TORONTO — Two of Canada’s wealthiest families have cleared the final hurdle on the road to buying and donating the royal charter that created the Hudson’s Bay Co.
Ontario Superior Court Judge Peter Osborne gave the shuttered retailer permission Thursday to sell the 355-year-old document to holding companies belonging to the Thomson and Weston families for $18 million.
The families plan to donate the charter immediately and permanently to the Archives of Manitoba, the Manitoba Museum, the Canadian Museum of History in Gatineau, Que., and the Royal Ontario Museum.
Each of the organizations has already agreed to accept the charter, which was issued by King Charles II on May 2, 1670 and allowed for the creation of HBC, which was then a fur-trading business.
The five-page vellum document was pivotal for the country because it granted HBC control over one-third of modern Canada during its colonization, centuries before Confederation.
It was put up for auction because Hudson’s Bay filed for creditor protection in March and has since closed all of its stores; the defunct company has been selling off its trove of 4,400 pieces of art and artifacts to pay back those owed money.
Osborne approved Thursday an extension of HBC’s creditor protection period to March 31.
The Thomsons, who made their money in the media business, and the Westons, who are giants in the grocery and retail world, were the lone bidders in the charter auction but a court had to approve their joint purchase before it could take place.
The court approval of the charter’s sale ends a saga that has kept HBC lawyers and financial advisers busy for months.
They initially planned to auction off the document before Weston firm Wittington Investments Ltd. stepped forward in July with a $12.5 million offer to buy and donate it to the Canadian Museum of History, a Crown corporation.
HBC was prepared to accept the Weston plan but then David Thomson’s firm DKRT Family Corp. argued it had been waiting for an auction to make its own $15 million starting bid. It wanted the Archives of Manitoba to own the charter.
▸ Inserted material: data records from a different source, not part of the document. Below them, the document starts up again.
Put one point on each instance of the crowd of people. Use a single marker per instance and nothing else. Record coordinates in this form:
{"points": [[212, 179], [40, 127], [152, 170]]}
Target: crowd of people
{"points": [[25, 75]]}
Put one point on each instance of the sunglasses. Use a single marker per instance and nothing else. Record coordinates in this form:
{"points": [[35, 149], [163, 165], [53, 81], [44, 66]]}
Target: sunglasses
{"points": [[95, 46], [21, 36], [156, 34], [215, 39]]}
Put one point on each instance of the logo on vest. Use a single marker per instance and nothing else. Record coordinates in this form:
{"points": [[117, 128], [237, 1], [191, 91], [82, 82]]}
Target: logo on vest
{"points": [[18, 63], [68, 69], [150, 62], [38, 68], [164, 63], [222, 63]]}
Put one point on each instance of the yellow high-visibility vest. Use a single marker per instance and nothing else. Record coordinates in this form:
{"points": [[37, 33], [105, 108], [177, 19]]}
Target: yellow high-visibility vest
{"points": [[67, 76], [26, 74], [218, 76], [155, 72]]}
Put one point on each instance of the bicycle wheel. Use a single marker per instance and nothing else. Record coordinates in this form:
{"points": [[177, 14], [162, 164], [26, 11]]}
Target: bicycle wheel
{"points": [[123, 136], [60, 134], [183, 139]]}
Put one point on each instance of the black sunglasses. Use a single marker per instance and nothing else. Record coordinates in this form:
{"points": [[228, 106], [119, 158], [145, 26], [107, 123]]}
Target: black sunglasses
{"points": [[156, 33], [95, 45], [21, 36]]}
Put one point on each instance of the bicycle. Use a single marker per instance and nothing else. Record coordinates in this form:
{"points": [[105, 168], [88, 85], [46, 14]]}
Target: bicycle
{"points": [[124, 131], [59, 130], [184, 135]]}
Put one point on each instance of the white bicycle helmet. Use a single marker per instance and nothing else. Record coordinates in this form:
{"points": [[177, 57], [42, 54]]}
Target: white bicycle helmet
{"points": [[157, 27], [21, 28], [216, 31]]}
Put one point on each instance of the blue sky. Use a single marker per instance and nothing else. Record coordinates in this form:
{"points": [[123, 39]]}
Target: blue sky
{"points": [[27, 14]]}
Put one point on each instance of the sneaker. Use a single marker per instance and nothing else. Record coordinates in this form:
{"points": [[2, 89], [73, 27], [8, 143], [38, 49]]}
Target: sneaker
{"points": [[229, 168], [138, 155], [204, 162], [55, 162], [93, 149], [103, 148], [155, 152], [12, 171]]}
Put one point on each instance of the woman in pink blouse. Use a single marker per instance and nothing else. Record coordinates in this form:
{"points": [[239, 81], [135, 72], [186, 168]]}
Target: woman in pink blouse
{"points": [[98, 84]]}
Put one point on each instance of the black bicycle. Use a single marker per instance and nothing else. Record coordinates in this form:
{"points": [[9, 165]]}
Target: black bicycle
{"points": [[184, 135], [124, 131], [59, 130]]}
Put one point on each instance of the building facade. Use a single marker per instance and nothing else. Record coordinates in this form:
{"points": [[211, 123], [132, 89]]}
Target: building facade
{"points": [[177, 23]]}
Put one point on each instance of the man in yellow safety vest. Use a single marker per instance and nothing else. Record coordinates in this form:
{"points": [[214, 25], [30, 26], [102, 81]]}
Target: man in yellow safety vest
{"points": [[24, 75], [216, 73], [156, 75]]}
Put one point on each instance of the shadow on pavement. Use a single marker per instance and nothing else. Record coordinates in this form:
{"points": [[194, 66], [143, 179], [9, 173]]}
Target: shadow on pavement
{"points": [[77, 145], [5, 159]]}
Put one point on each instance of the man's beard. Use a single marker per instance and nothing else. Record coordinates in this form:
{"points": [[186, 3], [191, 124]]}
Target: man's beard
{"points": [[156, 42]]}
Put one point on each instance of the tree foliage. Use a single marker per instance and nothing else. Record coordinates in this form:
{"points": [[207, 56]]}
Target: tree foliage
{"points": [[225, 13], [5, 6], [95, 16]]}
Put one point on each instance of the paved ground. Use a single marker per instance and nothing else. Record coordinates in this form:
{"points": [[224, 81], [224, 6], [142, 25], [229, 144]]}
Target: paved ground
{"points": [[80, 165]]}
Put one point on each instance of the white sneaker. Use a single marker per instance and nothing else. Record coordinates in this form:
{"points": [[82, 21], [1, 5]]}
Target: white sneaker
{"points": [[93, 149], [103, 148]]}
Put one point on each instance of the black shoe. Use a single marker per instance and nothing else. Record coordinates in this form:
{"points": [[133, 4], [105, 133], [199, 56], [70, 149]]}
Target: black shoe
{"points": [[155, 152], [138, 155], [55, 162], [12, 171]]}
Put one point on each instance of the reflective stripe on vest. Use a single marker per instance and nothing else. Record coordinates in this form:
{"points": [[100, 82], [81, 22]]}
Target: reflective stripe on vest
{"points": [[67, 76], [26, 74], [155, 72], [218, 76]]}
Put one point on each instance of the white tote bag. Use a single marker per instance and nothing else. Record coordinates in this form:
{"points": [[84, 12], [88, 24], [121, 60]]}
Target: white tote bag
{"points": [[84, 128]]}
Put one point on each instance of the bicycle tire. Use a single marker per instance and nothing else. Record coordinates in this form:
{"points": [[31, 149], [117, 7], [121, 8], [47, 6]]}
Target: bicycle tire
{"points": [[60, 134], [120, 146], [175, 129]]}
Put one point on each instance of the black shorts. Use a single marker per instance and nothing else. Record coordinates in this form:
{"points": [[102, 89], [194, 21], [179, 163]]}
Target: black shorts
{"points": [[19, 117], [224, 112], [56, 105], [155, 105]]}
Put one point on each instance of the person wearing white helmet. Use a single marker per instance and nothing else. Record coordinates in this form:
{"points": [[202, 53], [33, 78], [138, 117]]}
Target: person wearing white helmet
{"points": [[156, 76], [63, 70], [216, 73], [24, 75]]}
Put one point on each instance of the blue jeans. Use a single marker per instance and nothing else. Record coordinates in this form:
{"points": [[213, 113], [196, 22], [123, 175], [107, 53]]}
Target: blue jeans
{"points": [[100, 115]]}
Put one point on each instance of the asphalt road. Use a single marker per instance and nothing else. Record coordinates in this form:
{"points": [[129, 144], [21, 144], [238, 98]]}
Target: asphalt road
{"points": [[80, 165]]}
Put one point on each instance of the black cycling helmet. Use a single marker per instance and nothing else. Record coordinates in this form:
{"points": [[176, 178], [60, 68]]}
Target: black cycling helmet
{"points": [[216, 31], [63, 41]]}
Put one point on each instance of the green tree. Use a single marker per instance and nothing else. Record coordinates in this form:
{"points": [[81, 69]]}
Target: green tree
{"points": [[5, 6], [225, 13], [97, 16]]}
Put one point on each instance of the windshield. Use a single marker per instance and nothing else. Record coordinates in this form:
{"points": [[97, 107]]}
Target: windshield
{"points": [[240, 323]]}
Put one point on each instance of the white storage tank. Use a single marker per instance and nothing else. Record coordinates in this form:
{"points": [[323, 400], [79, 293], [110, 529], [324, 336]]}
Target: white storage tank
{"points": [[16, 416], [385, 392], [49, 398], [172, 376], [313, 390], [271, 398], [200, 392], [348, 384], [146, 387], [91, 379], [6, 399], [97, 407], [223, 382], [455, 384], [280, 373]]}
HBC decided to revert back to the auction plan and let Thomson make the opening bid until both families teamed up to make an $18 million bid.
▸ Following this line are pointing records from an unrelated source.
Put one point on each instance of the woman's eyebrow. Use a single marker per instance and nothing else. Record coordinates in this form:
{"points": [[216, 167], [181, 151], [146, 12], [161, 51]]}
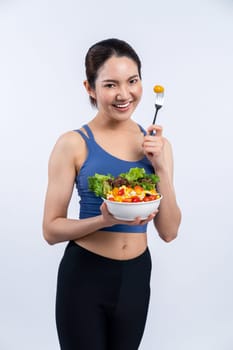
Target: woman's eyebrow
{"points": [[115, 81]]}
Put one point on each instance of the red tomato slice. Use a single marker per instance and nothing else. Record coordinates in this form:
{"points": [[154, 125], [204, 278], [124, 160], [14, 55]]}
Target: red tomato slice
{"points": [[136, 199], [121, 191]]}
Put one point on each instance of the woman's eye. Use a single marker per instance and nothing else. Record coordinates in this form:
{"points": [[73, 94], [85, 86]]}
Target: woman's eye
{"points": [[110, 85], [133, 81]]}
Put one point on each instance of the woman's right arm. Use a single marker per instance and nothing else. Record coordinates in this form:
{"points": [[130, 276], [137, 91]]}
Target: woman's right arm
{"points": [[61, 176]]}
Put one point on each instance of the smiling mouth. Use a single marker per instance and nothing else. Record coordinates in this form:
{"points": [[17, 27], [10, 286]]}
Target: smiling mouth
{"points": [[121, 105]]}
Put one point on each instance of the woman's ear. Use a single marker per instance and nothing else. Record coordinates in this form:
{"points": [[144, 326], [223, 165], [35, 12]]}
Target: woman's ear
{"points": [[90, 91]]}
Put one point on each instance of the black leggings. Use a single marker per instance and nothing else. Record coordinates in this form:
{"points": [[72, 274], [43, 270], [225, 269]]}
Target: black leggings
{"points": [[101, 303]]}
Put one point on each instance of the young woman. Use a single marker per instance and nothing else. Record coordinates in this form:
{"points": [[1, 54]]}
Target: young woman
{"points": [[103, 286]]}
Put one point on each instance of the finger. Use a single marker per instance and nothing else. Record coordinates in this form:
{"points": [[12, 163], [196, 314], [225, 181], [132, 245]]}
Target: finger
{"points": [[156, 129]]}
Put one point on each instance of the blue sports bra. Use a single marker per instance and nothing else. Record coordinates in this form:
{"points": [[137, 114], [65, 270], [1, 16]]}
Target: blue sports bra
{"points": [[102, 162]]}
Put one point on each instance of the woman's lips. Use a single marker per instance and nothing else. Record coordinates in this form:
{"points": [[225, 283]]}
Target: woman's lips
{"points": [[122, 106]]}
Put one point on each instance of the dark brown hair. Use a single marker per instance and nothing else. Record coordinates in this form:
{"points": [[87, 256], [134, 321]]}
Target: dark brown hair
{"points": [[101, 52]]}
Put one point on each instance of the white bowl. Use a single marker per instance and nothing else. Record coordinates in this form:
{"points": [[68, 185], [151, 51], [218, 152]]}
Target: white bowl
{"points": [[129, 211]]}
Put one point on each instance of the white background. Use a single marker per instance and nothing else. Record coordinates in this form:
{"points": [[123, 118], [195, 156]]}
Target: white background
{"points": [[184, 45]]}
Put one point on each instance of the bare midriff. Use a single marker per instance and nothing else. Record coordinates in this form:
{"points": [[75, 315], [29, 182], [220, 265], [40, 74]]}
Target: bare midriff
{"points": [[115, 245]]}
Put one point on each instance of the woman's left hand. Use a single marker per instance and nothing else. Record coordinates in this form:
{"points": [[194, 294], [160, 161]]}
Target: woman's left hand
{"points": [[153, 146]]}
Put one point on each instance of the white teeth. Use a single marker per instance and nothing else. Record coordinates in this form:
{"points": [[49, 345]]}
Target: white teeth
{"points": [[122, 106]]}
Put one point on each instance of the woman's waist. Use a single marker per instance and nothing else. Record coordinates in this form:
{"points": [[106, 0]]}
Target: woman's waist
{"points": [[115, 245]]}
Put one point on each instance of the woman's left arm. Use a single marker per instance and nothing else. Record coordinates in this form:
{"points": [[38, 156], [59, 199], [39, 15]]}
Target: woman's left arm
{"points": [[159, 151]]}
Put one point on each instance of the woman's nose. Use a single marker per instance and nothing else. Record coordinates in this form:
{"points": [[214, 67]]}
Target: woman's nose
{"points": [[123, 93]]}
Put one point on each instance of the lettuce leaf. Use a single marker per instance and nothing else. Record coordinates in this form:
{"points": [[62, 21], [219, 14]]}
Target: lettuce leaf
{"points": [[101, 184]]}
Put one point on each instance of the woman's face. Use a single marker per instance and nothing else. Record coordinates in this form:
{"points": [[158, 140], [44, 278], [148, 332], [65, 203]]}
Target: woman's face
{"points": [[118, 88]]}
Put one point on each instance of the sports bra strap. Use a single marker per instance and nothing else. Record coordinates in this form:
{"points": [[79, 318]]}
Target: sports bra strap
{"points": [[88, 130]]}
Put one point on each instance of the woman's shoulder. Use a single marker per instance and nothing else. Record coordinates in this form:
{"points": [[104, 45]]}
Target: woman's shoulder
{"points": [[69, 142]]}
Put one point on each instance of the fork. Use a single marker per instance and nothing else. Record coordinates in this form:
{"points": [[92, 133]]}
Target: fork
{"points": [[159, 98]]}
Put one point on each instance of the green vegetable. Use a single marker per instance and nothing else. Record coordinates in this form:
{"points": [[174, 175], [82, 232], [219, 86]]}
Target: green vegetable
{"points": [[101, 184]]}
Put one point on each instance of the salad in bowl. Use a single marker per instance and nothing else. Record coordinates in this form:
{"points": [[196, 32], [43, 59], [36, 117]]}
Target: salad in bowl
{"points": [[128, 195]]}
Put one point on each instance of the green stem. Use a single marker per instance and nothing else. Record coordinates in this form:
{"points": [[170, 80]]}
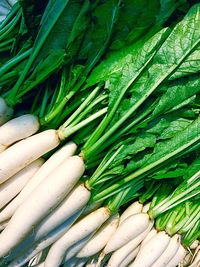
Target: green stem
{"points": [[11, 63], [12, 26], [95, 141], [81, 107], [102, 167], [66, 132], [10, 15]]}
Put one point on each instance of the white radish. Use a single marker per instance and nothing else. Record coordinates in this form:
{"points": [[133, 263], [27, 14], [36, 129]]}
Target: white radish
{"points": [[10, 188], [43, 199], [130, 257], [134, 208], [71, 263], [74, 249], [39, 265], [74, 202], [43, 243], [122, 253], [151, 234], [150, 252], [3, 225], [196, 261], [101, 237], [90, 208], [26, 151], [194, 244], [169, 252], [77, 232], [17, 129], [146, 207], [52, 163], [178, 257], [127, 230]]}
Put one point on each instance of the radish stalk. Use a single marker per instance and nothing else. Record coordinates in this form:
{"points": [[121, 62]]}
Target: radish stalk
{"points": [[178, 257], [130, 257], [80, 230], [11, 161], [48, 194], [150, 252], [122, 253], [45, 242], [169, 252], [10, 188], [134, 208], [126, 232], [100, 238], [52, 163], [17, 129], [5, 112]]}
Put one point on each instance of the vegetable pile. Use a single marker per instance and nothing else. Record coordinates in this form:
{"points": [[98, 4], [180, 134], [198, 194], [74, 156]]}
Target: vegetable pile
{"points": [[99, 133]]}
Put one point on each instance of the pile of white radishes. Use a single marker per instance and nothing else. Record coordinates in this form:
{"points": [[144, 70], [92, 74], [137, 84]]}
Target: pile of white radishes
{"points": [[45, 219]]}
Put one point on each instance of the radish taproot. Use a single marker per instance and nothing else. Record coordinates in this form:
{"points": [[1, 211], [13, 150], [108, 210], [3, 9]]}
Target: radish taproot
{"points": [[77, 232], [127, 230], [26, 151], [49, 194], [134, 208], [100, 238], [119, 255], [150, 252], [10, 188], [52, 163], [17, 129]]}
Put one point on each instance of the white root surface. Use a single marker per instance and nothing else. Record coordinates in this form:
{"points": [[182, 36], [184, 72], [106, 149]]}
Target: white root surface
{"points": [[51, 164], [169, 252], [17, 129], [74, 202], [178, 257], [100, 238], [79, 231], [130, 257], [122, 253], [134, 208], [21, 154], [152, 250], [43, 243], [42, 200], [126, 232], [10, 188]]}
Reflect Advisors, HBC’s financial advisers, reached out to 150 people or companies to see if they would top the bid. HBC said no one was willing, making the Thomsons and Westons the de facto winner.
“Reflect did its utmost to try to generate a competitive auction, but, when we finally got to that point, in light of the joint bid and the increased purchase price, no one else wanted to participate,” HBC lawyer Ashley Taylor explained to the court Thursday.
Despite the lack of contenders, he said, “We were left, I think, in a very good place.”
Asad Moten, a lawyer for the attorney general of Canada, agreed, saying the Thomson and Weston plan was beneficial because it kept the charter in Canada and ensured it will be accessible by the public.
The charter has been kept in a protective box in storage since the creditor protection case began and before that, was in a private office, Moten said. Before it can be moved anywhere, Moten said the Canadian Conservation Institute will examine it to assess its condition and make recommendations on next steps.
The Thomsons and Westons have said the four institutions they will donate the charter to will be designated “custodians” and will share the document equally. However, the families would like the charter to first go on display in Winnipeg, where HBC opened its first department store in 1881.
How exactly the charter is shared will be decided through a Thomson and Weston-requested consultation process with Indigenous groups, museums, universities, archives, subject matter experts and the public.
However, a term sheet, which was filed with the Ontario Superior Court and signed by the donors and recipients, offers a range of possibilities.
Among them is an arrangement where each institution gets the charter for “rotating multi-year periods on a mutually agreed-upon schedule.” Other organizations not named a custodian could exhibit the charter and unidentified “associated artifacts” as part of a national tour, the document said.
When the charter isn’t on exhibit at one of the four custodian institutions, the term sheet said the custodian organizations could perhaps display high-quality replicas of the artifact.
The term sheet also contemplates a website being created to showcase the charter and digital renderings of other artifacts and documents and periodic symposia being hosted to teach people about the charter “and its significance to the nation, Canadian history, and Indigenous peoples over centuries.”
The Thomsons and Westons have agreed to donate $5 million to help fund these efforts and keep the charter preserved and shared with the public. Future support has also been promised by the Desmarais family and Power Corp. of Canada, along with the Hennick Family Foundation.
The Desmarais family is behind Power Corp., which has a controlling stake in insurer GreatWest Lifeco and IGM Financial. The Hennick family founded real estate firm Colliers International.